Government-sponsored debt-slavery

Stuff this morning has an appalling story about the exploitation of RSE workers in Blenheim, with workers being overcharged for substandard accommodation, denied sick-leave, and held in what is effectively debt-slavery:

Migrant horticulture workers are being housed six men to a room, charged $150 a week to sleep in freezing and damp conditions which see them fall sick repeatedly, and then refused paid sick leave.

One worker living in a crowded motel unit in Blenheim became so unwell he was coughing blood, but his boss initially refused to take him to the doctor, telling him to go to The Warehouse and buy paracetamol instead.


Conditions are so bad, some of the workers say they are desperate to go home, but have been unable because they are in debt to their employers for flights, work clothing, or tools.
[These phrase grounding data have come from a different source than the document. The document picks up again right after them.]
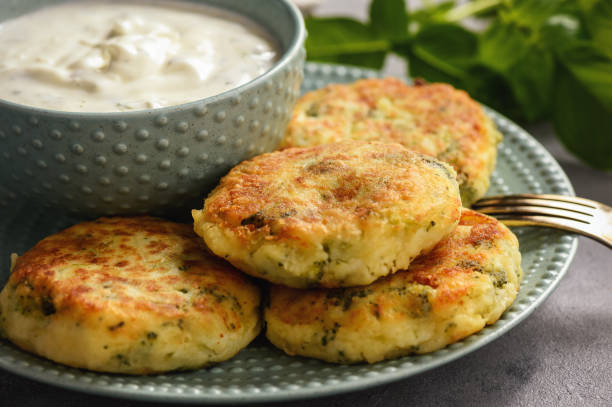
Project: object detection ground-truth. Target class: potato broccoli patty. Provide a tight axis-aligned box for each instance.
[193,141,461,288]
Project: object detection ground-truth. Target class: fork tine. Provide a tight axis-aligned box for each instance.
[472,198,595,218]
[473,193,612,249]
[475,205,593,223]
[475,194,598,209]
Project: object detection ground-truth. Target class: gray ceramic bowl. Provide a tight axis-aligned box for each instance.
[0,0,305,217]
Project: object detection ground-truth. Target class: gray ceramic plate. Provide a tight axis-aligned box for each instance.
[0,63,578,404]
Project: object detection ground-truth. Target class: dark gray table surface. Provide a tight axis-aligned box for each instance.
[2,2,612,404]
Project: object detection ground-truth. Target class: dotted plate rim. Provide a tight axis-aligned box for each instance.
[0,62,578,404]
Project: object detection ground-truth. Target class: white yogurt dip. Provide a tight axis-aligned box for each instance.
[0,1,279,112]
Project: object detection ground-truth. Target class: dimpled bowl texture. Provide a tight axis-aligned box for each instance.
[0,0,305,217]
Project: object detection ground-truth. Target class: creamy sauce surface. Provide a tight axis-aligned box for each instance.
[0,1,279,112]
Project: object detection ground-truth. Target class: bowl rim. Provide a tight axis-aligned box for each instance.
[0,0,306,117]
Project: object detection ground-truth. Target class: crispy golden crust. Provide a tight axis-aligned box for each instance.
[193,141,461,288]
[281,78,502,206]
[265,209,522,364]
[0,217,261,374]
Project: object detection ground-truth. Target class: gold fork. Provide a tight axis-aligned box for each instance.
[472,194,612,249]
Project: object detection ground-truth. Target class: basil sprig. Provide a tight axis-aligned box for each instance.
[305,0,612,170]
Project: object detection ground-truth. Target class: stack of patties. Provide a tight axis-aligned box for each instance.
[281,78,503,207]
[192,140,522,364]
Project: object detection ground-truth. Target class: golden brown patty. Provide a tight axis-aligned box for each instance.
[0,217,261,374]
[281,78,502,206]
[193,141,462,288]
[265,209,522,364]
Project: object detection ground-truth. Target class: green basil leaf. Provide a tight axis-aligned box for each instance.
[478,21,554,121]
[463,65,522,119]
[395,24,471,101]
[443,0,503,22]
[305,17,388,69]
[501,0,566,29]
[413,23,478,69]
[479,21,530,72]
[311,53,388,69]
[399,23,477,81]
[553,44,612,169]
[369,0,409,41]
[505,47,555,121]
[410,1,456,25]
[540,14,585,52]
[558,43,612,109]
[584,0,612,57]
[402,47,462,84]
[578,0,600,11]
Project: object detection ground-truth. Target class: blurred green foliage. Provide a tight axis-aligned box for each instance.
[305,0,612,170]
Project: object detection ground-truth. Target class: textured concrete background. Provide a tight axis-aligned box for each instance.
[2,1,611,406]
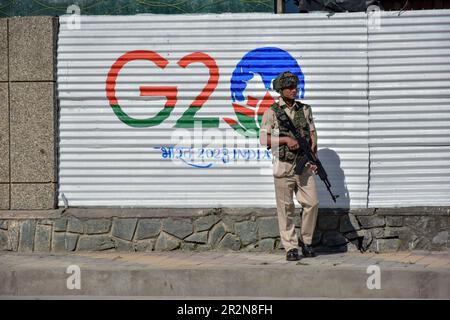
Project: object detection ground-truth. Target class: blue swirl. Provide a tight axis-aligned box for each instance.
[230,47,305,102]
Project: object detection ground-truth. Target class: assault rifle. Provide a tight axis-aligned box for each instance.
[272,106,339,203]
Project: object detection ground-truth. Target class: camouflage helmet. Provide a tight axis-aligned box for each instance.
[272,71,299,93]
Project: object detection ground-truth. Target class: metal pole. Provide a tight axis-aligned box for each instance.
[276,0,284,13]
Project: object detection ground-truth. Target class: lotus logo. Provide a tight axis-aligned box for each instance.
[224,47,305,137]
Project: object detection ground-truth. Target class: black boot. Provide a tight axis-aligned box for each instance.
[300,242,316,258]
[302,245,316,257]
[286,248,300,261]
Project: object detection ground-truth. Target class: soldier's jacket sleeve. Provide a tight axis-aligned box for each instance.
[261,108,279,137]
[303,104,318,149]
[303,104,316,131]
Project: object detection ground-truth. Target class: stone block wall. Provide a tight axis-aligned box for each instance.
[0,208,447,253]
[0,16,58,210]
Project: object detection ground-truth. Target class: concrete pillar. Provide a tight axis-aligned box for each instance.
[0,19,7,82]
[9,16,57,82]
[1,16,58,210]
[0,19,9,209]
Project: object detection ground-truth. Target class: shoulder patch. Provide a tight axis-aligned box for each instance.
[300,102,311,109]
[270,102,280,112]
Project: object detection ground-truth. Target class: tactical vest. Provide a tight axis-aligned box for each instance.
[270,102,311,164]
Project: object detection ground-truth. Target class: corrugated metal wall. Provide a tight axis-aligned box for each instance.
[57,10,450,209]
[57,13,369,208]
[368,9,450,207]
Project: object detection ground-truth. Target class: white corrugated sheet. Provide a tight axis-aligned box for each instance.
[368,9,450,207]
[58,10,450,209]
[370,146,450,206]
[57,12,368,208]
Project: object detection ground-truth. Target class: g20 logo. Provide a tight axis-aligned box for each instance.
[106,50,219,128]
[106,47,305,137]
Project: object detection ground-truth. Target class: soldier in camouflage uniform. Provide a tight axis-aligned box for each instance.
[260,71,319,261]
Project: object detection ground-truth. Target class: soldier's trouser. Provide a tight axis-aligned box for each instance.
[274,170,319,252]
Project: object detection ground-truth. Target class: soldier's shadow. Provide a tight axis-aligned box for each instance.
[297,148,367,255]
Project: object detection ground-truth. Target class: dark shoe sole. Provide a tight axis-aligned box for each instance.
[301,248,316,258]
[302,253,316,258]
[286,256,300,261]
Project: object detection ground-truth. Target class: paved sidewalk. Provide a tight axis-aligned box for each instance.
[0,250,449,299]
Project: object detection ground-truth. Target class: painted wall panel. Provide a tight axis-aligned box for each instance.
[368,9,450,207]
[57,12,369,208]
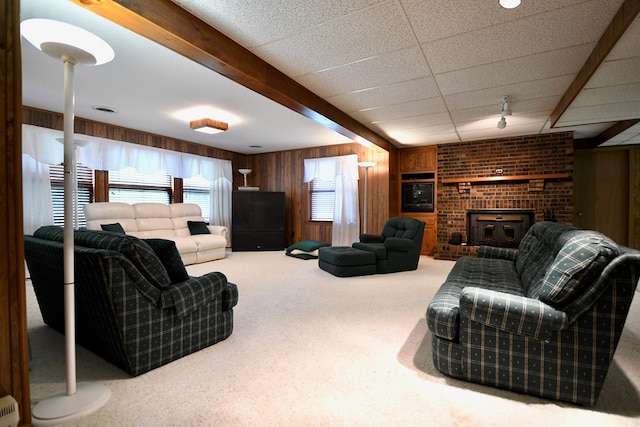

Some have so many deductions from their pay each week, they end up with as little as $100.

Equal Employment Opportunities Commissioner Saunoamaali'i Karanina Sumeo, who investigated this, is quite explicit in calling this as debt bondage, "where salary deductions are being used as a means to financially control workers". This is meant to be a crime in Aotearoa, but the way the RSE scheme is set up virtually guarantees it. Rather than being free to work for anyone, RSE workers are "bonded" to a particular employer, held captive to allow their exploitation. Effectively, we have a system of government-sponsored debt-slavery for the benefit of the horticultural industry.

We need to end this exploitative system. And the easiest way of doing it is to end bonding and give people real visas, so workers can move to non-exploitative employers. Of course, that would defeat the purpose - to provide the horticultural industry with cheap, captive labour to subsidise their profits. So I guess our chickenshit Labour government - supposedly a worker's party - will let this exploitation continue.